What Is a Binder in Real Estate?
There are several types of binders that can be involved in a real estate transaction. Generally speaking, a binder refers to either a formal or informal agreement made in the run up to closing on a piece of real estate. Binders can be confusing because they are used in such a variety of circumstances. Which ones are used during a real estate transaction will largely depend on individual requests as well as the full sales agreement. Here, we will review some of the more prominent and commonly used binder types.
When you hear the phrase “real estate binder” what is most often being referred to is an escrow binder. The escrow, or mortgage binder, most commonly involves the buyer making a down payment, referred to as “earnest money,” on the property prior to closing. It is really a way to see if the buyer is serious about purchasing the property. The earnest money will almost always go towards the cost of purchasing the piece of property. This may not be the case, however, should the seller believe that the buyer has failed to act in good faith. Should this be the situation, the seller could attempt to keep the earnest money. This is the exception to the rule, however. In the event that the buyer chooses to back out of the deal, the seller will likely get to keep the money and the buyer will take the loss.

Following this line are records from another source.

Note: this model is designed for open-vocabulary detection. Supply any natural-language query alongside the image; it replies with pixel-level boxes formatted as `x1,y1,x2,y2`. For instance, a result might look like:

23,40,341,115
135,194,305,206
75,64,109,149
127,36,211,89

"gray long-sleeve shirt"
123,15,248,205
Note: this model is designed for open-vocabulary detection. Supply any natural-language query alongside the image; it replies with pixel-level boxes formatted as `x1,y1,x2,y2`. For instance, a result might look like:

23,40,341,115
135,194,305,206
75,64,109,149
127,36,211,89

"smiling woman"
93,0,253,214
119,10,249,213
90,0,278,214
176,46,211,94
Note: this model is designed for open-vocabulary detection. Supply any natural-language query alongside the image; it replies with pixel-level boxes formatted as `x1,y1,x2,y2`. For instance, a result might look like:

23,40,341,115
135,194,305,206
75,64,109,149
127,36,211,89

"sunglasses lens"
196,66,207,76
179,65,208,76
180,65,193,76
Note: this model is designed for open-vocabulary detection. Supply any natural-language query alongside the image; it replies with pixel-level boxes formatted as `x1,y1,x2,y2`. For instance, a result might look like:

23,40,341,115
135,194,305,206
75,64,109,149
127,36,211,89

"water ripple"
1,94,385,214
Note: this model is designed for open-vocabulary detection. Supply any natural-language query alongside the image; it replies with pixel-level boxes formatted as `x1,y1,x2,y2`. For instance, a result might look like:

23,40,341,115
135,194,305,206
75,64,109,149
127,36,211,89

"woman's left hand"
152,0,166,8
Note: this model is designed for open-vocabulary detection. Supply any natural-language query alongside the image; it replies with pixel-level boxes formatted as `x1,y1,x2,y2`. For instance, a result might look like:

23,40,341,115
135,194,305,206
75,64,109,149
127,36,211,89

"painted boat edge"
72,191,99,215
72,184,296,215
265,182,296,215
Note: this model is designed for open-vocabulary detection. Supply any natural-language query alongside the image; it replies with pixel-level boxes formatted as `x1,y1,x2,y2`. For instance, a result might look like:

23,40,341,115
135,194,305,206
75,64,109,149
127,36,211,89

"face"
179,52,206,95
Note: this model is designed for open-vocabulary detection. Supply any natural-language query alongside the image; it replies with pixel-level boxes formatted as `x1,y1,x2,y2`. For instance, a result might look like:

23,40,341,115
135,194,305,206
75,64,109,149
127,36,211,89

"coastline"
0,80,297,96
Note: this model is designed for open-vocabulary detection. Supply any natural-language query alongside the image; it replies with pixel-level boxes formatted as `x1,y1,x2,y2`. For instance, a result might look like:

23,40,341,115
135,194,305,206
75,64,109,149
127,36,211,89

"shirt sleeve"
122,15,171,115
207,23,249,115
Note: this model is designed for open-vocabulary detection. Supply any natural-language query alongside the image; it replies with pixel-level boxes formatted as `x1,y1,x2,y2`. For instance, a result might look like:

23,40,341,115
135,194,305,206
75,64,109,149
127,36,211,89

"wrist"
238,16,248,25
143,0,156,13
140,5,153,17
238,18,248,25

A property insurance binder is another type of binder usually put in place to help ensure that the home that is the subject of the real estate transaction remains protected by adequate insurance coverage. A property insurance binder involves the purchasing of temporary insurance coverage that is meant to provide protection to both the buyer and the seller during the course of the real estate transaction. Insurance in a title binder is generally purchased because there is a gap in homeowners insurance coverage due to the buyer and seller’s home insurance coverage failing to overlap. Without purchasing transitional insurance coverage, the home would be vulnerable during this period of time.
A title insurance binder, on the other hand, relates to the buyer and seller agreeing to have a title insurance company sift through title and property records to help ensure that the home’s title is free from defects and other problems. This type of binder is usually requested by the buyer as it is in the buyer’s best interest to take steps to ensure they are going to receive a clear title on the home.